Halfords shares soared on Wednesday after bosses said April had been better than they expected.
Shares in the bike and car parts seller had risen by some 11% at around 10am.
However, Halfords has not had an easy ride amid the coronavirus pandemic.
While many of its stores have managed to stay open, sales in the four weeks to the start of May were 23% below the same period last year, on a like-for-like basis.
Chief executive Graham Stapleton said: “Whilst trading since our last update at the end of March has been better than anticipated, driven by a strong performance in cycling, considerable uncertainty remains and as such we continue to take all necessary measures to preserve cash and protect our financial position.”
Halfords said 325 of its retail stores are still open, serving customers at the front to ensure that staff can work in a safe environment.
It also still has 346 garages and 77 mobile vans in operation.
In the last few weeks of the 2020 financial year, in the run-up to the Covid-19 lockdown, Halfords said sales had been better than expected.
Bosses predicted that the company would hit the upper end of its previous guidance on adjusted pre-tax profit of between £50 million and £55 million.
The business said its liquidity has actually improved, despite the coronavirus crisis, as bosses worked to conserve cash.

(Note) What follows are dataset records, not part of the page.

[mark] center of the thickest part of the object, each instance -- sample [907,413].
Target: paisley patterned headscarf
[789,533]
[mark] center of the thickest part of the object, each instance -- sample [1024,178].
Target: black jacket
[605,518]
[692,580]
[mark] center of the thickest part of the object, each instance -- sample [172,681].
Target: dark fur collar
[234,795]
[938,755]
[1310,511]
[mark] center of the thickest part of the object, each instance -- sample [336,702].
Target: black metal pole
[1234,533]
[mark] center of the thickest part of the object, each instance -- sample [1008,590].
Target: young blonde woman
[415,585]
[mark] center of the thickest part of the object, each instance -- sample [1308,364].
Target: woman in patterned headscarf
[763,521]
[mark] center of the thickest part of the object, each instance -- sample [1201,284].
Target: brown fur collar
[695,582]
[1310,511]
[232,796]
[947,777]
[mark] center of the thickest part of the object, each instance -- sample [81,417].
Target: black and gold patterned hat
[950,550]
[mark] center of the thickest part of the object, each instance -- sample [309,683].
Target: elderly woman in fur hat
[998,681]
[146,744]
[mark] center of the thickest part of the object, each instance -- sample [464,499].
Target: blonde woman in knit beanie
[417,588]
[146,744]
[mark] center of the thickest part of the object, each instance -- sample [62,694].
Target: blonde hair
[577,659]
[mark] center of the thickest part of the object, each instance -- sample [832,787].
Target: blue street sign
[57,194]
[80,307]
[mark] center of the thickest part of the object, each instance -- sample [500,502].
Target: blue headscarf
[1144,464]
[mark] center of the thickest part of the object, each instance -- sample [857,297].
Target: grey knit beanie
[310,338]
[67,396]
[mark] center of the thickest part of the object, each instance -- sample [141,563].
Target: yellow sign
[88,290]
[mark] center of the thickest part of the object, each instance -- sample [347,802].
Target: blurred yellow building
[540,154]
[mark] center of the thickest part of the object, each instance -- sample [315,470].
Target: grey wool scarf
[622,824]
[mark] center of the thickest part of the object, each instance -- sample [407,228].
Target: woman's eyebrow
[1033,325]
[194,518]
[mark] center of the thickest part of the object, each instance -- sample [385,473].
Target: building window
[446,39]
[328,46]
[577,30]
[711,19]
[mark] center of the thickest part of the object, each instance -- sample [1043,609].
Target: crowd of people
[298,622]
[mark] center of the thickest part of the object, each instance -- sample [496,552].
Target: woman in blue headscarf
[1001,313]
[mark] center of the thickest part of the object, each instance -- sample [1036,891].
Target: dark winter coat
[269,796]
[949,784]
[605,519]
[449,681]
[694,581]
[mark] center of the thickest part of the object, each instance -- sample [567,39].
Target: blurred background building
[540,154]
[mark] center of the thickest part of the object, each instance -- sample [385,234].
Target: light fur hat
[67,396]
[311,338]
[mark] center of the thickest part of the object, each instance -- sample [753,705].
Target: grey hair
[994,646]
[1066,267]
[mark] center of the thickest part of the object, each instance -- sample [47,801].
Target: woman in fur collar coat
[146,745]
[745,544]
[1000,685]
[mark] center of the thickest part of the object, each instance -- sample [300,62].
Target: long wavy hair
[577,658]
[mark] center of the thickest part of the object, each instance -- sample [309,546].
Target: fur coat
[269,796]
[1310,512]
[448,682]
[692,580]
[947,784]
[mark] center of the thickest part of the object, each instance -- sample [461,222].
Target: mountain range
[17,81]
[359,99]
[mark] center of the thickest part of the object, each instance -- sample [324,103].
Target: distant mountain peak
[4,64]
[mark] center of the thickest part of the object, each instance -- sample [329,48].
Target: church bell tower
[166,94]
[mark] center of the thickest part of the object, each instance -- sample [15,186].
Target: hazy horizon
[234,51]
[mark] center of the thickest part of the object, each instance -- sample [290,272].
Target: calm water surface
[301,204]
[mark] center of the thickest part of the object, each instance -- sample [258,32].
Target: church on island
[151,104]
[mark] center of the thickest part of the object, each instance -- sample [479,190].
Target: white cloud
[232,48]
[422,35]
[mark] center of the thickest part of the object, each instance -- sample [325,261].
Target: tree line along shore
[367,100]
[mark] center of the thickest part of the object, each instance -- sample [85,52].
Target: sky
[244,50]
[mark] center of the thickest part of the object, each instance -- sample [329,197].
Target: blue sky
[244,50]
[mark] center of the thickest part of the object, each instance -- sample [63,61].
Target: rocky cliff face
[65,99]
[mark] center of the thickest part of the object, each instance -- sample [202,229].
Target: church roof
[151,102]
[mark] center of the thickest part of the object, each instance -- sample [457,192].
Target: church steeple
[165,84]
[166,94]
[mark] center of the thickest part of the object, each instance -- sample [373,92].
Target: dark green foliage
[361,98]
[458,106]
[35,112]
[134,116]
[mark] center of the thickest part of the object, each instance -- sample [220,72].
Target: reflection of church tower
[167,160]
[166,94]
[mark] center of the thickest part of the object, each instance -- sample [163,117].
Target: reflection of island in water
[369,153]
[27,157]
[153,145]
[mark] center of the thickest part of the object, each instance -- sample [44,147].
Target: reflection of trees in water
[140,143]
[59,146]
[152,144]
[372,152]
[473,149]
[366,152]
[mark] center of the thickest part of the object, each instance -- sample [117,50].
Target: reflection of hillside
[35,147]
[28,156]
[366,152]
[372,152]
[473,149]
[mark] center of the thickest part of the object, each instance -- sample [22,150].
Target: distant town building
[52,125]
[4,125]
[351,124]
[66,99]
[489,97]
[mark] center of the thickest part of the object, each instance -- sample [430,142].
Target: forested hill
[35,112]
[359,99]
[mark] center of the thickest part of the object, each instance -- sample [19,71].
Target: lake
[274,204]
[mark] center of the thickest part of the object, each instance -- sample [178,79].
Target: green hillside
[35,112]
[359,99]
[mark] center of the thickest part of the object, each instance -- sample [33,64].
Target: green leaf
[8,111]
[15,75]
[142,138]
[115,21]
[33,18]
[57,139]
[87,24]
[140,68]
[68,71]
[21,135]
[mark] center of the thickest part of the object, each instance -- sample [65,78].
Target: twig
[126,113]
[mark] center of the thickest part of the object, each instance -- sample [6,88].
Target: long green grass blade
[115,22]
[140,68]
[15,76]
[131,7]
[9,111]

Mr Stapleton said: “There may be less journeys now but those that are undertaken are even more important. As the UK’s largest provider of motoring and cycling products and services, we take our responsibility to keep the country moving seriously.”
He added: “Cycling has provided commuters with an important alternative to public transport and consequently we have seen significant growth within our Cycle2Work programme, cementing our position as the market-leading business in this segment.”